She almost hadn’t, I thought as I trudged up the stairs. She’d only handed it to me as an afterthought. Was she going to leave it hidden in the mail slot and her conscience finally got the better of her, or had she genuinely forgotten about it? As soon as I entered the apartment I put Liam in his crib, protesting loudly, and sat on the bed, turning the postcard over in my hands. Who could have known I was here and sent me a postcard? And if someone had bothered to do so, why was there no message on it?
I looked at the picture on the front again. An attractive painting in the Impressionist style of a woman drinking tea. That was all. I carried it over to the window and stared at both sides in the light, wondering if there might be some kind of hidden message. But there was none. “To the Lady from New York” … the person who had written this didn’t even know my name. Unless “the Lady from New York” wasn’t intended for me at all, but for either Sid or Gus. Perhaps I was hoping for too much from this postcard, thinking it might be some kind of message for me. Perhaps the simple explanation was that Gus had admired a painting. Someone she had been chatting with had seen a postcard with a rendition of this painting on it and sent it to her as a kindly gesture.
I sighed, put it down on the bed, and went into the kitchen to prepare an evening meal for us. I tried to put it from my mind, but it was the first communication of any sort I had received, even if it made no sense to me. A woman drinking tea from an elegant little cup. Were Sid and Gus in some kind of danger? Did they want me to meet them at a tea salon? Might they have left a message for me there?
I remembered the worrying thought that had occurred to me earlier—that the Cosa Nostra gang in New York had somehow managed to find out I was coming to Paris and had harmed or kidnapped my friends. But then why leave me unharmed, walking around the city for three days? Nothing had made sense since I arrived in Paris. Nobody in the artistic community seemed to have seen Sid and Gus recently. Their cousins were happily going about their business. And yet someone had murdered a fellow artist and I had come to not believe in coincidence. Tomorrow I would make a list of tearooms in Paris and see if that produced any result.

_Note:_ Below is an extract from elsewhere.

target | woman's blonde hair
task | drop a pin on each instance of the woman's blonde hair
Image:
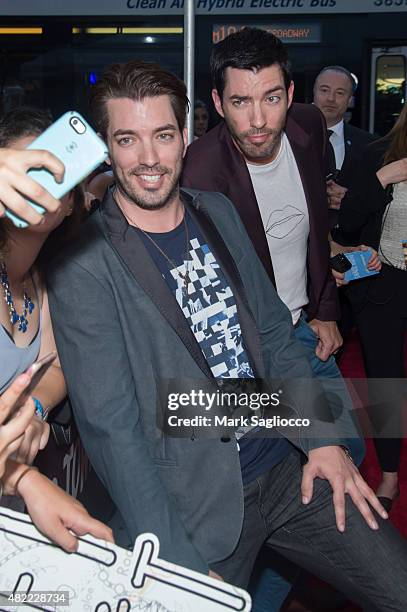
(397, 139)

Liam had a bad night. I suspect his stomach could not handle the amount of food that Madeleine had tried to put into him. I took him into bed with me, lying him on my own stomach and feeling the comforting warmth of his body against mine. I longed for Daniel and his arms around me. How soon could I hope for a letter from him, I wondered. I lay there, listening to the noises of the street below—laughter, shouts, singing. It sounded as if the rest of the world was having a good time in Paris. Eventually I drifted off to sleep and dreamed of the woman in the painting. “Really it’s quite obvious, isn’t it?” she said to me and put down her teacup with a bang.
I awoke, realizing that the bang that had woken me had been a shot fired in the street. I laid the sleeping Liam beside me and went over to the window. I opened the shutter but heard nothing more. I remembered all the talk of duels and Picasso saying that he hadn’t shot his pistol for days. This was a violent city. Lots of things could go wrong here. I tried to fall back to sleep, wondering what the woman in my dream had meant when she said it was quite obvious.
The next morning I awoke with a headache that thundery weather and lack of sleep would always bring on in me. Liam seemed quite recovered from his fretful night and was raring to go. I nursed him, fed him farina for his breakfast, and then made myself a boiled egg with yesterday’s stale bread. I wasn’t going down all those stairs just to get a fresh loaf. Then when we were both washed and dressed I took Liam back to the bakery.
“If I am imposing on you too much, please tell me,” I said.
Madeleine looked amused. “Too much? Madame Sullivan, I grew up looking after seven younger brothers and sisters and helping out on the farm. Two small children and one small apartment seems like a holiday for me. Besides, I like to play with your son. My own baby is still too small. All he wants to do is eat and sleep. Your boy makes me laugh.”
So I left him with a clear conscience, knowing that Madame Hetreau would probably be gossiping again with the neighbors about the flighty woman from America who was off gallivanting and leaving her baby to strangers. I had asked the baker whether there might be any tearooms in the neighborhood. He mentioned a couple of cafés that served tea. “But not exactly tea salons, Madame. For those you must go to the better arondissements—the first and the sixth. That is where people do not have to work hard all day and have time to take tea with their friends,” he said.